Walter Duranty ought to be one of the most reviled figures in Western history. His newspaper should share in his shame. Yet most Americans have never heard of him, and probably never will.
Duranty worked for the New York Times during the years of Joseph Stalin’s Ukrainian famine. Stalin literally starved millions of people in 1932 and 1933 so that they would not seek independence from the tyrannical Soviet Union. More than seven million died in Stalin’s genocide.
The British-born Walter Duranty was there. His behavior as he witnessed mass murder on a then unprecedented scale was ghastly and despicable.
Duranty was a correspondent in Moscow while the famine raged and he knew it was happening. He not only turned a blind eye, but vilified the few Western journalists who did report on it, branding their dispatches as anti-Soviet lies.
When stories about the famine began to surface in Moscow, Duranty dismissed them as ‘exaggerated or malignant propaganda’, and in one report employed the phrase ‘you can’t make an omelette without breaking eggs’. However, British Foreign Office documents show that Duranty confided to a diplomat at the British Embassy in Moscow that he believed around 10 million people had perished.
Malcolm Muggeridge, then the Manchester Guardian ‘s Moscow correspondent, travelled secretly and at great risk to Ukraine. He was appalled at the scenes of mass starvation and heaps of dead bodies that he witnessed and described them in his reports. Duranty attacked Muggeridge and debunked his reports. Duranty was ‘the greatest liar of any journalist I have ever met’, retorted Muggeridge.
Duranty and his New York Times can never be exposed too much. They aided a monster and attacked those who tried to tell the truth. Duranty was an accessory to mass murder.
PJ boss Roger Simon and his wife Sheryl Longin have written a play that exposes Duranty, called The Party Line. No surprise, as Jennifer Rubin reports at the Post, that the bulk of the mainstream media is ignoring the play. Duranty’s life story isn’t a narrative that they want to touch. It hits too close to home.

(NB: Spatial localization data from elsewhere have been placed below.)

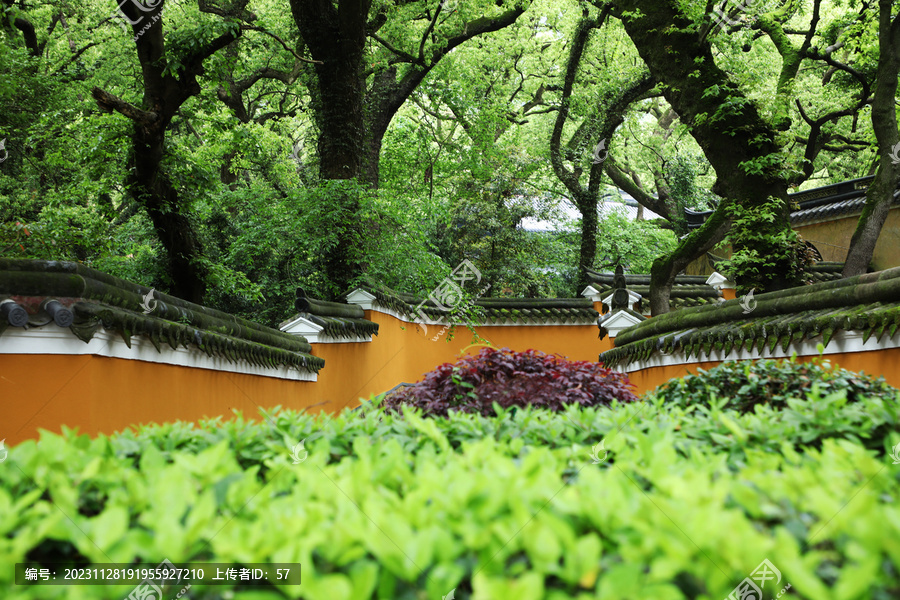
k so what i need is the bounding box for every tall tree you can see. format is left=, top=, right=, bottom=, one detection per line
left=92, top=1, right=241, bottom=302
left=605, top=0, right=857, bottom=313
left=287, top=0, right=526, bottom=294
left=843, top=0, right=900, bottom=277
left=609, top=0, right=788, bottom=312
left=549, top=10, right=654, bottom=291
left=288, top=0, right=527, bottom=185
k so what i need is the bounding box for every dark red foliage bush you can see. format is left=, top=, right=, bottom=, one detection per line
left=380, top=347, right=638, bottom=417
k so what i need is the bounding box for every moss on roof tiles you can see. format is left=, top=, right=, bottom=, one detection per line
left=808, top=262, right=846, bottom=283
left=599, top=266, right=900, bottom=368
left=586, top=269, right=711, bottom=287
left=302, top=314, right=379, bottom=339
left=0, top=259, right=323, bottom=374
left=295, top=288, right=366, bottom=319
left=284, top=288, right=379, bottom=339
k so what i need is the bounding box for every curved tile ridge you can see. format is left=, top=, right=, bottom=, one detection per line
left=281, top=288, right=379, bottom=339
left=351, top=283, right=599, bottom=325
left=0, top=259, right=324, bottom=374
left=599, top=266, right=900, bottom=368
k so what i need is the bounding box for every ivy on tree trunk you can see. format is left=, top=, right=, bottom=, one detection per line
left=289, top=0, right=524, bottom=296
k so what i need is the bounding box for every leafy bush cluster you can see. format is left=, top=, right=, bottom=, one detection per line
left=379, top=347, right=638, bottom=417
left=2, top=370, right=900, bottom=599
left=653, top=355, right=895, bottom=414
left=720, top=196, right=814, bottom=294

The “Party Line” is, on one hand, a historical piece, one that also looks at Pim Fortuyn, the Dutch politician who focused on the threat of radical jihadist and was assassinated by a radical environmentalist in 2002. The play mixes these historic figures with fictional ones. I talked to Simon and Longin about their play (which, unsurprisingly, the mainstream media have ignored):
Why a play about Walter Duranty?
We were struck by the similarities between what happens in the media now vis a vis world events — for example, the cover-up of Saddam Hussein’s crimes against his people so that reporters could remain in Iraq — the quid pro quo arrangement — and Duranty’s cover-up of Stalin’s genocide against the Ukrainian people. It seemed to us as though Duranty was a prototype of the modern correspondent and we wanted to explore the origins of that behavior.

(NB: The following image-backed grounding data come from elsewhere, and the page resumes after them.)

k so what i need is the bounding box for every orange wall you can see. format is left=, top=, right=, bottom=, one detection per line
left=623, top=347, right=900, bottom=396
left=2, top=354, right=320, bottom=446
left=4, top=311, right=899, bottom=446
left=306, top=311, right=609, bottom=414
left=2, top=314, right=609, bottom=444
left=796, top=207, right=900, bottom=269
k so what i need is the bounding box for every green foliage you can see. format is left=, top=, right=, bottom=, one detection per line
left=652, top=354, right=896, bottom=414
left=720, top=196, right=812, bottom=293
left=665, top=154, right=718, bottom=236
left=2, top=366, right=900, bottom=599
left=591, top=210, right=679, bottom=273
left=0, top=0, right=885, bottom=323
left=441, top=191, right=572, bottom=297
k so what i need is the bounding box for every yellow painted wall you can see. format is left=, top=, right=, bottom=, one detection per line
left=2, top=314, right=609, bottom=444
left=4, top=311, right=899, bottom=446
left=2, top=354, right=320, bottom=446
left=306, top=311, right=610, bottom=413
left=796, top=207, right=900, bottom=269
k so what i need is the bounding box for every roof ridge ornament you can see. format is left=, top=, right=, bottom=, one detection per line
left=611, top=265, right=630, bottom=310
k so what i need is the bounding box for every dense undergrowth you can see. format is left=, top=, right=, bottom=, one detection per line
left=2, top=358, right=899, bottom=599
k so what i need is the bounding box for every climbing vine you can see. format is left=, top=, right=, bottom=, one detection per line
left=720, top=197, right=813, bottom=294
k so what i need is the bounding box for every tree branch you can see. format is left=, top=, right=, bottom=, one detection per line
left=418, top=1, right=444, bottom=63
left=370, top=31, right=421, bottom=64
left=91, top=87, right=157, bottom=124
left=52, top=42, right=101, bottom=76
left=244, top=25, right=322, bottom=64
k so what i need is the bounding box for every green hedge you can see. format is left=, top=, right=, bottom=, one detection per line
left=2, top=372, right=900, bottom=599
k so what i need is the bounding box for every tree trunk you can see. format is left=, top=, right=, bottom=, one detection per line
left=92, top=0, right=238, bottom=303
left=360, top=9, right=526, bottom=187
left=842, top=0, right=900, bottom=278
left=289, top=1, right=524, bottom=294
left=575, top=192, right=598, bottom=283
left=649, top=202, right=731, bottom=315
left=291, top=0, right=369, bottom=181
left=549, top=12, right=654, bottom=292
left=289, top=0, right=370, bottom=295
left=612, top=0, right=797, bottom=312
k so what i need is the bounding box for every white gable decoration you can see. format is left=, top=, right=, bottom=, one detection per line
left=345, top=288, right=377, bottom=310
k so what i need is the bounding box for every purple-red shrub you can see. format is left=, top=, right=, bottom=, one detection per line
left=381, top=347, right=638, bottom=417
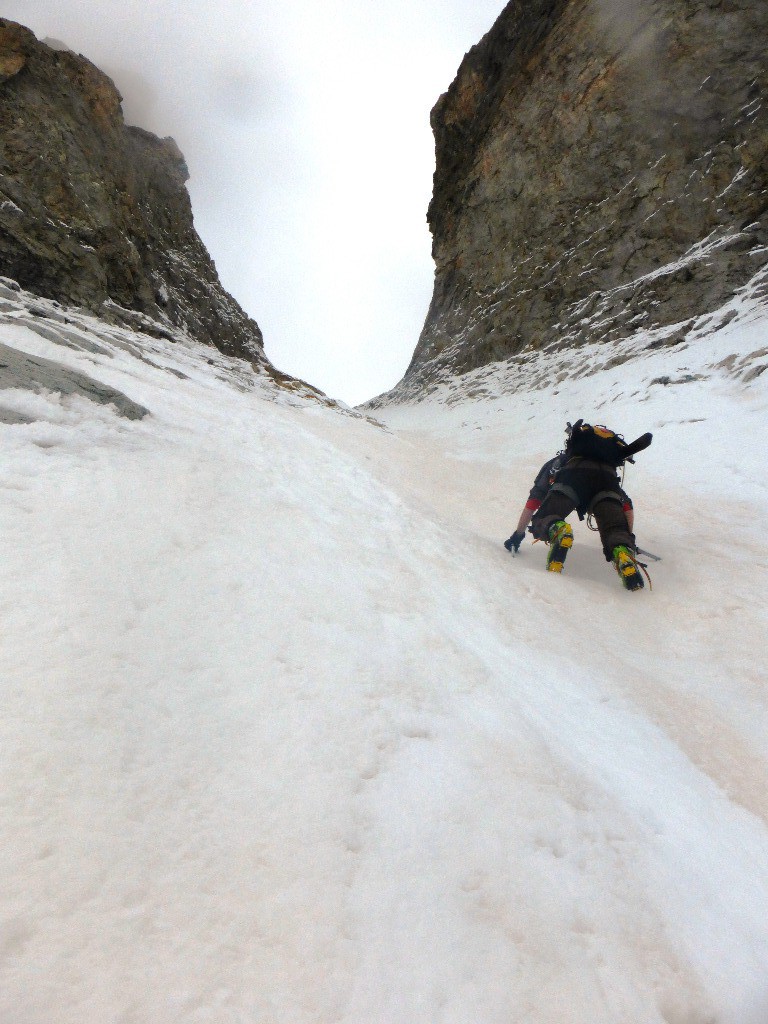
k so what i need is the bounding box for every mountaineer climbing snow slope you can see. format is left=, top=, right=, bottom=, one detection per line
left=0, top=271, right=767, bottom=1023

Indeed he was. Just look at PolitiFact today, rating a garden-variety campaign trail falsehood as a greater lie than the serial lies told by President Obama and his lieutenants in the wake of the terrorist attack in Benghazi that left four Americans dead. Duranty would have fit right in with today’s left-wing blogosphere, probably starting out at Talking Points Memo or Firedoglake before moving on to the Times or the Washington Post. Duranty was rewarded similarly in his own day, with a Pulitzer Prize that still stands today.